Postby Antsy » Fri Mar 25, 2016 10:56 pm

:roll:
7hellyears wrote:
frugalcanadaprepper wrote:I guess I should ask if anyone else here does something similarly silly paranoid like me or if we all continue on like life is secure and normal.

Canadians for the most part have a bad reputation of being smug and in denial. They maybe polite or timid to say what's on their minds. In reality they are ostriches until TSHTF and effects them personally.
A good example is the 1917 Halifax explosion of about 4 kilotons (1/3rd the yield of the Hiroshima bomb) Survivors wandered about in shock, denial and thinking irrationally. Let us hope we can be better conditioned and prepared...In a very short time, all hell is about to break loose in this world and Canada will not be exempt.



"Canadians for the most part have a bad reputation of (sic) being smug and in denial."
For whom do we carry this reputation? I personally don't think it smug, oblivious, or 'in denial' to get on with one's life and not dwell on metaphysics. You know the saying; plan first for what's most likely and most disruptive. Work down from there.
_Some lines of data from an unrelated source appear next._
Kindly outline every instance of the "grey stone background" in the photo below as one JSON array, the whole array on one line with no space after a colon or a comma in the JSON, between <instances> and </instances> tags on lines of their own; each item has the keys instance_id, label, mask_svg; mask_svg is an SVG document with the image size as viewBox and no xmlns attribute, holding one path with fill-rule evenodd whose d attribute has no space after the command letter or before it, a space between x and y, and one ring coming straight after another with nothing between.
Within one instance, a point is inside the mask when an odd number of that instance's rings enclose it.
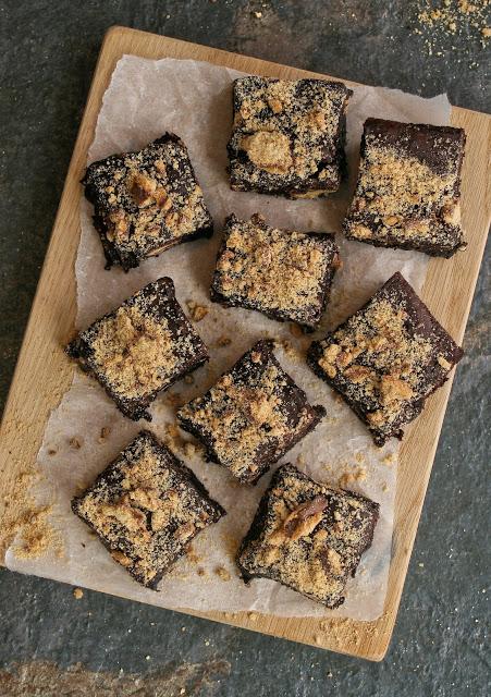
<instances>
[{"instance_id":1,"label":"grey stone background","mask_svg":"<svg viewBox=\"0 0 491 697\"><path fill-rule=\"evenodd\" d=\"M484 47L479 29L461 15L455 36L422 26L417 20L421 4L410 0L0 2L2 403L97 54L111 25L425 96L446 90L455 105L490 111L489 41ZM2 570L0 696L489 695L490 255L486 258L464 343L466 356L457 369L383 663L96 592L86 591L75 600L67 586Z\"/></svg>"}]
</instances>

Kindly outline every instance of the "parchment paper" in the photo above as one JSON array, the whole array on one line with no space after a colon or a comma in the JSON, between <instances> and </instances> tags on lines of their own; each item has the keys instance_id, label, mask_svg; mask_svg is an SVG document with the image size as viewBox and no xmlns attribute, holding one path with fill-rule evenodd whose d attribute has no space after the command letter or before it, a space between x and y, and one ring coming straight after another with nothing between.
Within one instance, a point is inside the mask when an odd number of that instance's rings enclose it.
<instances>
[{"instance_id":1,"label":"parchment paper","mask_svg":"<svg viewBox=\"0 0 491 697\"><path fill-rule=\"evenodd\" d=\"M183 455L182 441L187 436L181 433L171 445L229 514L196 538L192 558L175 565L162 580L160 592L142 588L72 514L70 499L90 484L146 424L125 419L95 381L76 371L71 389L51 414L46 428L38 454L42 478L35 491L37 501L53 506L51 522L62 536L63 553L60 557L49 550L41 558L24 559L15 553L21 545L15 540L8 551L7 564L15 571L165 608L256 610L289 616L342 615L375 620L381 614L385 598L398 444L392 441L383 449L375 448L351 409L310 372L304 354L311 335L297 338L287 325L269 320L258 313L213 305L208 299L208 289L221 225L228 213L233 211L248 217L260 211L275 225L339 232L353 189L365 119L372 115L446 124L450 106L444 96L421 99L384 88L355 88L347 118L349 183L328 199L289 201L234 193L229 188L225 145L231 129L231 84L238 75L236 71L196 61L149 61L132 56L119 61L103 98L88 162L113 152L140 148L164 131L177 133L188 146L217 232L211 241L174 247L127 274L120 269L105 271L100 242L90 220L91 209L83 200L82 237L76 259L77 325L85 328L160 276L174 280L177 299L184 307L187 301L208 307L208 315L196 328L211 350L210 364L194 374L192 384L182 381L157 400L151 408L154 421L150 428L162 438L168 437L167 428L174 421L175 405L208 389L254 341L270 335L286 342L284 348L277 352L280 362L306 390L312 404L326 406L328 417L283 462L294 462L317 480L334 486L340 477L347 475L343 480L347 488L380 502L381 516L373 546L348 584L346 602L336 611L326 610L274 582L255 580L246 587L237 576L233 555L269 476L257 487L237 485L223 468L206 463L199 452L189 455L187 449ZM71 234L71 231L66 233ZM425 256L376 249L346 242L341 235L337 235L337 243L344 266L335 278L329 310L317 335L357 309L396 270L402 271L416 290L421 288L427 266ZM230 338L232 343L218 346L220 337ZM108 429L105 438L100 437L101 428ZM73 439L79 443L78 449L73 447ZM217 570L221 570L220 574ZM229 580L224 580L226 572Z\"/></svg>"}]
</instances>

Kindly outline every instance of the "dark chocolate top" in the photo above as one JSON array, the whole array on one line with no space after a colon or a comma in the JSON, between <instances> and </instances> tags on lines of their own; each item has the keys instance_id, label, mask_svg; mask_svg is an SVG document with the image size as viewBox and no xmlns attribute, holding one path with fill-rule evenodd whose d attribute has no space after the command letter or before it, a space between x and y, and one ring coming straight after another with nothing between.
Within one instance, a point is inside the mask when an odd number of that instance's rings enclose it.
<instances>
[{"instance_id":1,"label":"dark chocolate top","mask_svg":"<svg viewBox=\"0 0 491 697\"><path fill-rule=\"evenodd\" d=\"M379 504L282 465L237 554L247 580L266 577L336 608L370 547Z\"/></svg>"},{"instance_id":2,"label":"dark chocolate top","mask_svg":"<svg viewBox=\"0 0 491 697\"><path fill-rule=\"evenodd\" d=\"M93 162L83 184L110 264L135 266L212 225L187 148L172 133Z\"/></svg>"},{"instance_id":3,"label":"dark chocolate top","mask_svg":"<svg viewBox=\"0 0 491 697\"><path fill-rule=\"evenodd\" d=\"M462 355L397 272L365 307L312 343L309 364L383 443L419 414Z\"/></svg>"},{"instance_id":4,"label":"dark chocolate top","mask_svg":"<svg viewBox=\"0 0 491 697\"><path fill-rule=\"evenodd\" d=\"M464 246L464 146L462 129L367 119L346 234L443 256Z\"/></svg>"},{"instance_id":5,"label":"dark chocolate top","mask_svg":"<svg viewBox=\"0 0 491 697\"><path fill-rule=\"evenodd\" d=\"M200 365L208 352L161 278L95 321L67 352L89 369L131 418L160 390ZM136 417L143 414L136 408ZM133 416L132 416L133 415Z\"/></svg>"},{"instance_id":6,"label":"dark chocolate top","mask_svg":"<svg viewBox=\"0 0 491 697\"><path fill-rule=\"evenodd\" d=\"M251 482L324 414L282 369L272 342L259 341L177 419L204 441L211 460Z\"/></svg>"},{"instance_id":7,"label":"dark chocolate top","mask_svg":"<svg viewBox=\"0 0 491 697\"><path fill-rule=\"evenodd\" d=\"M269 228L258 213L250 220L232 215L225 221L211 297L315 327L337 266L333 235Z\"/></svg>"},{"instance_id":8,"label":"dark chocolate top","mask_svg":"<svg viewBox=\"0 0 491 697\"><path fill-rule=\"evenodd\" d=\"M202 528L225 514L191 469L148 431L73 499L72 509L113 559L149 588Z\"/></svg>"},{"instance_id":9,"label":"dark chocolate top","mask_svg":"<svg viewBox=\"0 0 491 697\"><path fill-rule=\"evenodd\" d=\"M236 80L232 188L308 197L336 191L351 94L324 80Z\"/></svg>"}]
</instances>

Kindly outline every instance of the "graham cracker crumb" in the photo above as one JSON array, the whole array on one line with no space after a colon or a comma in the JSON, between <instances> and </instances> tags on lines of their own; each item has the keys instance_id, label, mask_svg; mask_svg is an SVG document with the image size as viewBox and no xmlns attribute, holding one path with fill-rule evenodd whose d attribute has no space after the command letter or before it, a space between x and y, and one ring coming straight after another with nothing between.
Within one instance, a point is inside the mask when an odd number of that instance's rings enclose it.
<instances>
[{"instance_id":1,"label":"graham cracker crumb","mask_svg":"<svg viewBox=\"0 0 491 697\"><path fill-rule=\"evenodd\" d=\"M186 305L189 310L191 318L195 322L200 322L201 319L204 319L209 313L209 309L208 307L206 307L206 305L199 305L198 303L195 303L195 301L187 301Z\"/></svg>"},{"instance_id":2,"label":"graham cracker crumb","mask_svg":"<svg viewBox=\"0 0 491 697\"><path fill-rule=\"evenodd\" d=\"M219 578L221 578L221 580L230 580L232 578L230 572L224 566L218 566L214 570L214 573Z\"/></svg>"}]
</instances>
Your "good example" is 99 years old and I can't help but think that the reaction to the blast was entirely predictable among any population. From Wikipedia (purveyors of opinion presented as truth), "Relief efforts began almost immediately, and hospitals quickly became full. Rescue trains began arriving from across eastern Canada and the north-eastern United States, but were impeded by a blizzard. Construction of temporary shelters to house the many people left homeless began soon after the disaster."

Finally, just what can you tell us about all hell breaking loose in the "very short time..." to come? I've been stirring the chicken entrails and didn't see a thing about all hell breaking loose. Please be specific.